GSF-National Research Center for Environment and Health, Institute of Mammalian Genetics

Much of our knowledge on the function of genes in mammalian development derived from the molecular analysis of spontaneous or induced mutations. Mutations affecting the eye can be easily identified, and, therefore, a remarkable number of such mutants have been investigated. Together with further mutants described in the literature, a mosaic can be built up reflecting important steps during lens development and differentiation.

To understand the mechanisms of eye development in detail, the isolation of the corresponding genes and the characterization of the mutations at the molecular level are important. A prerequisite for the molecular analysis is the chromosomal localization of the gene. Mutations, which are involved in eye development and mapped at a particular chromosome will be discussed according to the embryological time scale, reflecting also the genetic hierarchy of the genes:

• In the aphakia mouse mutant, two deletions in the promoter of the homeobox transcription factor Pitx3 lead to a loss of its function and to an arrest of eye development at the lens stalk stage. Mutations in the human PITX3 gene have been demonstrated by others to be causative for dysmorphology of the anterior segment of the eye and cataracts.

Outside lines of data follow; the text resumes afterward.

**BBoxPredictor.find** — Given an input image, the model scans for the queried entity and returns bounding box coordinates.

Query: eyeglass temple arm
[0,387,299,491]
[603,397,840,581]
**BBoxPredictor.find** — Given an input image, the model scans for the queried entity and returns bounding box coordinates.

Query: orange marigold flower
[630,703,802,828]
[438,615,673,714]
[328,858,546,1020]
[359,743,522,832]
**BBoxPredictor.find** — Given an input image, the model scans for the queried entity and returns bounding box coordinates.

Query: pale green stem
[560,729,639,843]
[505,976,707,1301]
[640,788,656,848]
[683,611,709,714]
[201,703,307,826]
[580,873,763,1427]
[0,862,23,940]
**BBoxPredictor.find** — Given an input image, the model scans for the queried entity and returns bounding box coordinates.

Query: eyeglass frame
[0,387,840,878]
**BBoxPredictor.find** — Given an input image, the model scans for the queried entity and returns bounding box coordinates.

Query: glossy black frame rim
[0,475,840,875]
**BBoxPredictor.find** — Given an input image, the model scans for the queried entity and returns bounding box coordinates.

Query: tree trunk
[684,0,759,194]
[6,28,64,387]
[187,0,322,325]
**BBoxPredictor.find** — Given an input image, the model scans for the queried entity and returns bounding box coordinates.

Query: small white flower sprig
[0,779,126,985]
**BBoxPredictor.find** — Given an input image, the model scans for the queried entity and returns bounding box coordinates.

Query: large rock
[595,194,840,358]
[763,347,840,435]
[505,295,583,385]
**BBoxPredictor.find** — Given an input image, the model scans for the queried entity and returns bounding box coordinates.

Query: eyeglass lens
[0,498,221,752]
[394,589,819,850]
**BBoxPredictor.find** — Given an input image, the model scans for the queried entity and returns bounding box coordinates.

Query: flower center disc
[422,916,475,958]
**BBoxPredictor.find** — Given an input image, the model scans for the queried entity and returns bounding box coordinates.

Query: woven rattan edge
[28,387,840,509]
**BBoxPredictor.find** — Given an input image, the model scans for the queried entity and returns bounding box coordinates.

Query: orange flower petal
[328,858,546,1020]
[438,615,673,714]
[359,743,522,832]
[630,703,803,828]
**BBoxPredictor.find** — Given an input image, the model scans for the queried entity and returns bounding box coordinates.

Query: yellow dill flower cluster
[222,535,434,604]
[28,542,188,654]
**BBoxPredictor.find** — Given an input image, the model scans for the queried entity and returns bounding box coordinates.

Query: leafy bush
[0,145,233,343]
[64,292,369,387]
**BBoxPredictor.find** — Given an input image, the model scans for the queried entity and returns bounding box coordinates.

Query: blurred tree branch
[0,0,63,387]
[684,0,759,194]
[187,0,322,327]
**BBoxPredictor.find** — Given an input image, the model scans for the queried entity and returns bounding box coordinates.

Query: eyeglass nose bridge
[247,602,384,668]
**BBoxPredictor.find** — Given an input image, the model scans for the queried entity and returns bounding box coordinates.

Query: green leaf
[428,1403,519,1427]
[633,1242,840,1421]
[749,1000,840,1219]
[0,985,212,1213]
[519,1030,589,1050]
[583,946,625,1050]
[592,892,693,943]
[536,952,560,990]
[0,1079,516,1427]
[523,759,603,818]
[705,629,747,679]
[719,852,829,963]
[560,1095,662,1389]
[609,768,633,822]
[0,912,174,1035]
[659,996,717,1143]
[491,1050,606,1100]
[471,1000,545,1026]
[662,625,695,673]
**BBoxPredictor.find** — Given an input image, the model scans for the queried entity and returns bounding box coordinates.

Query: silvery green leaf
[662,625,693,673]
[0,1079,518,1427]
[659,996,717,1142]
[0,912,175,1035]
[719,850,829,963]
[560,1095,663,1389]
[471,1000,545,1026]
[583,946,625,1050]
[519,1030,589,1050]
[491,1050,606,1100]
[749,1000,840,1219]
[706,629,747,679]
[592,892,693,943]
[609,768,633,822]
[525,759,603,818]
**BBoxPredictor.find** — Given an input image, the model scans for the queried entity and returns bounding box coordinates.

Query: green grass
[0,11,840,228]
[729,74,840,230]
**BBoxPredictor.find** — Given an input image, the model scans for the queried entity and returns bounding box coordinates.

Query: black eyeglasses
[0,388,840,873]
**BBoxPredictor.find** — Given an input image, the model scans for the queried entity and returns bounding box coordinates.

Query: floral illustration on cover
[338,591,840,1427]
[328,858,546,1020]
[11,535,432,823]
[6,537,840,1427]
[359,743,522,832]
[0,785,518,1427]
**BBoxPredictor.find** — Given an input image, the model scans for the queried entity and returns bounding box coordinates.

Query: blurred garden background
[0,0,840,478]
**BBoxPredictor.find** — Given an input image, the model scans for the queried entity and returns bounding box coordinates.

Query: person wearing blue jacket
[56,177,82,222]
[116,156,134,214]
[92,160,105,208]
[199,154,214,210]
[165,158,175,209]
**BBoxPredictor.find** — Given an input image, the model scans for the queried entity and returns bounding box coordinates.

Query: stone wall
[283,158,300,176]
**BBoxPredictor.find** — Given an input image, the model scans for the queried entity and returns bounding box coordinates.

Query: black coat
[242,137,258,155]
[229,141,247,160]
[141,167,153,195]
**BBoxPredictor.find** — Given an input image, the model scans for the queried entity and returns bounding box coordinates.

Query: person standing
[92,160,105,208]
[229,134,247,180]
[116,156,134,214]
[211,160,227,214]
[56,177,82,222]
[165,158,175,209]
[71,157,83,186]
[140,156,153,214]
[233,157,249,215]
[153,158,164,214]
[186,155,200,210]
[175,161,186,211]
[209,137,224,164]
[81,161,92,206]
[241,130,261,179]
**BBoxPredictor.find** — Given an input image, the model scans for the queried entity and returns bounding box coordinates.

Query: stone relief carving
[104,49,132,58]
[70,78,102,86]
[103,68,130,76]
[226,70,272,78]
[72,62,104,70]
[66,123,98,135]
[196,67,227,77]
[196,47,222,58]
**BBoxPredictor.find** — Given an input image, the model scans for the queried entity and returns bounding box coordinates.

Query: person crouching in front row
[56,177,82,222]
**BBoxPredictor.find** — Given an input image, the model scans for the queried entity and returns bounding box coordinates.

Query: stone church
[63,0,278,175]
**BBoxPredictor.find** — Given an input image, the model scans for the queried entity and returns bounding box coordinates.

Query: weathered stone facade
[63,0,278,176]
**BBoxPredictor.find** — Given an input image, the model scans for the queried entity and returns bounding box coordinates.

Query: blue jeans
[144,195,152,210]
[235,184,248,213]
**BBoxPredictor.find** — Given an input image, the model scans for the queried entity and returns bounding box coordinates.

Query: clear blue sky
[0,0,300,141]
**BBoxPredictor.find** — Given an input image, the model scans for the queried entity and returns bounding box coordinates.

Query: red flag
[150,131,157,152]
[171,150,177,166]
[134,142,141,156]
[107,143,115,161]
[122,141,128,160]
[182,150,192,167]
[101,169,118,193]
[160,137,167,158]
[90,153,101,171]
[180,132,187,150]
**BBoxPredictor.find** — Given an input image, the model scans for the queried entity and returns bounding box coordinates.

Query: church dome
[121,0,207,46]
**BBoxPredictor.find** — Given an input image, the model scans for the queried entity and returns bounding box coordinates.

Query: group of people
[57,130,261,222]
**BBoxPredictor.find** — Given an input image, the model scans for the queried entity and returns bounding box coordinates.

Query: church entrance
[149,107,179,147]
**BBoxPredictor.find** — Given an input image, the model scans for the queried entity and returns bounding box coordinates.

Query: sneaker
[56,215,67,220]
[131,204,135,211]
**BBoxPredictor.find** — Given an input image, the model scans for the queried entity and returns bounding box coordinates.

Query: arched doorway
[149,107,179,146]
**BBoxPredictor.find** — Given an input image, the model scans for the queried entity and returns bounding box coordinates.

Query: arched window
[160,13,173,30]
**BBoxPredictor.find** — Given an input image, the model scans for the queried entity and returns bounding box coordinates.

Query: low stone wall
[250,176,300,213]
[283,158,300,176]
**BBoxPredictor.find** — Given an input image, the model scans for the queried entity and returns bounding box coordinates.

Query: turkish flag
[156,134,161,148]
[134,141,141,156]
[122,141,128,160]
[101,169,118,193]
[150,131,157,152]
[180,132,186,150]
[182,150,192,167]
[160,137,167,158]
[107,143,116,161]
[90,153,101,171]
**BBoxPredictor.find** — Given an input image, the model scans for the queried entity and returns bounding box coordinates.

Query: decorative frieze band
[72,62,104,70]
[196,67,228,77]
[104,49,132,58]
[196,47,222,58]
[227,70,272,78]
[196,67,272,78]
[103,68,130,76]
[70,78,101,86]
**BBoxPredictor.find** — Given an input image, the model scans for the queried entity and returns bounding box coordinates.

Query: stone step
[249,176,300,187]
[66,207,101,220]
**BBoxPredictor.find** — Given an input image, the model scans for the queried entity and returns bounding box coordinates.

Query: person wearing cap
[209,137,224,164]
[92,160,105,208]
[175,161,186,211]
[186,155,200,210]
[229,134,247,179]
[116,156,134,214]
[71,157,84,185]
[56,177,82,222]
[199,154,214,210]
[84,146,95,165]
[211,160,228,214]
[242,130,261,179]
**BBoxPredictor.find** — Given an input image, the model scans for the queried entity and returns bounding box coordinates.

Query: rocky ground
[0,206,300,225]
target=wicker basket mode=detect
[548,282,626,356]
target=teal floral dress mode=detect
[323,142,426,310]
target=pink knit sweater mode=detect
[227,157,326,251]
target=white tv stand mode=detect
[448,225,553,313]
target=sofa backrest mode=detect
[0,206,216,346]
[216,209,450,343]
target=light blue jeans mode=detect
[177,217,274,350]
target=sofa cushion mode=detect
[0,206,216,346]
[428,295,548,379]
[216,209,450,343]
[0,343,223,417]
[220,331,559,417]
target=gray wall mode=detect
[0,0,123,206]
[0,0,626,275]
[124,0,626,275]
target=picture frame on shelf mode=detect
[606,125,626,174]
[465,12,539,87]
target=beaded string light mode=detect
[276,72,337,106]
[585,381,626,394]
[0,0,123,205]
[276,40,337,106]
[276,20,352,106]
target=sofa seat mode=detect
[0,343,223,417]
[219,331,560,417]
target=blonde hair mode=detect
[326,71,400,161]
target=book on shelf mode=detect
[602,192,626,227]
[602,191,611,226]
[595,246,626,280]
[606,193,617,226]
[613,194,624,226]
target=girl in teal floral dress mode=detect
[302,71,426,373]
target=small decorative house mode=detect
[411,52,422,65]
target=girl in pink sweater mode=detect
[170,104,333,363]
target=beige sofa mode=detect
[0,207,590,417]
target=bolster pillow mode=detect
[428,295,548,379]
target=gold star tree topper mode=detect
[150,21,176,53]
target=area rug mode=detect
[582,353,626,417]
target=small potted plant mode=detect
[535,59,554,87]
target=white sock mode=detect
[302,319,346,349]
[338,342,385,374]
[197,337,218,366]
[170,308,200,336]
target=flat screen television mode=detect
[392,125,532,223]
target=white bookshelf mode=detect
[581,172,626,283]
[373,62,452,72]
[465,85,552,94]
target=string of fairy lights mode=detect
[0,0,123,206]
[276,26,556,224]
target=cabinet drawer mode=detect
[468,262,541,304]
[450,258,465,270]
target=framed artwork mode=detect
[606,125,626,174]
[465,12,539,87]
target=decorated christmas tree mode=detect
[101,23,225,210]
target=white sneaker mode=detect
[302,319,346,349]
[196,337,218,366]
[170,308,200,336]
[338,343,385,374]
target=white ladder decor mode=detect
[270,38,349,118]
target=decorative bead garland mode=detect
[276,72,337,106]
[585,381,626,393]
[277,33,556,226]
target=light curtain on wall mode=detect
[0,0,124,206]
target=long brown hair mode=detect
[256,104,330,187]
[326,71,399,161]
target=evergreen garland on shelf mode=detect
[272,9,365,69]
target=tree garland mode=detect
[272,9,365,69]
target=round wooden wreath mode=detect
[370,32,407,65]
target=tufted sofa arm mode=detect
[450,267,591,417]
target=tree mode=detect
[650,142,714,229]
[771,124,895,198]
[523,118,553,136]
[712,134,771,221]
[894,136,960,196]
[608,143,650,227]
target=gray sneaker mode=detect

• The two Cat3 alleles in the mouse show alterations in the lens development at the transition from primary to secondary lens fiber cells. Finally, vacuolated lenses and synechies between lens, iris and cornea are observed. The mutations in the mouse maps very close to the locus for keratokan; mutations in the corresponding human KERA gene have been demonstrated by others to be causative for cornea plana congenita.

• Mutations in the g-crystallin encoding genes are the most frequent cause for congenital cataracts in the mouse. Indications from our first studies in congenital human cataracts support this point of view. Since the g-crystallins are expressed solely in the lens, no effect on other organs have to be expected.

• Some postnatal, progressive cataracts have been characterized by mutations in b-crystallin encoding genes. Since at least one of them is also expressed in the retina and the brain, effects on these tissues have to be considered, too.

The analysis of the genes and their mutations enables us to describe precisely the mechanisms leading to pathological situations. This analysis will help pediatrics in their assessment of the consequences of the disease for the patients and for their search for an adequate therapy. Therefore, the detailed genetic, biochemical and morphological analysis of mouse mutants is indispensible.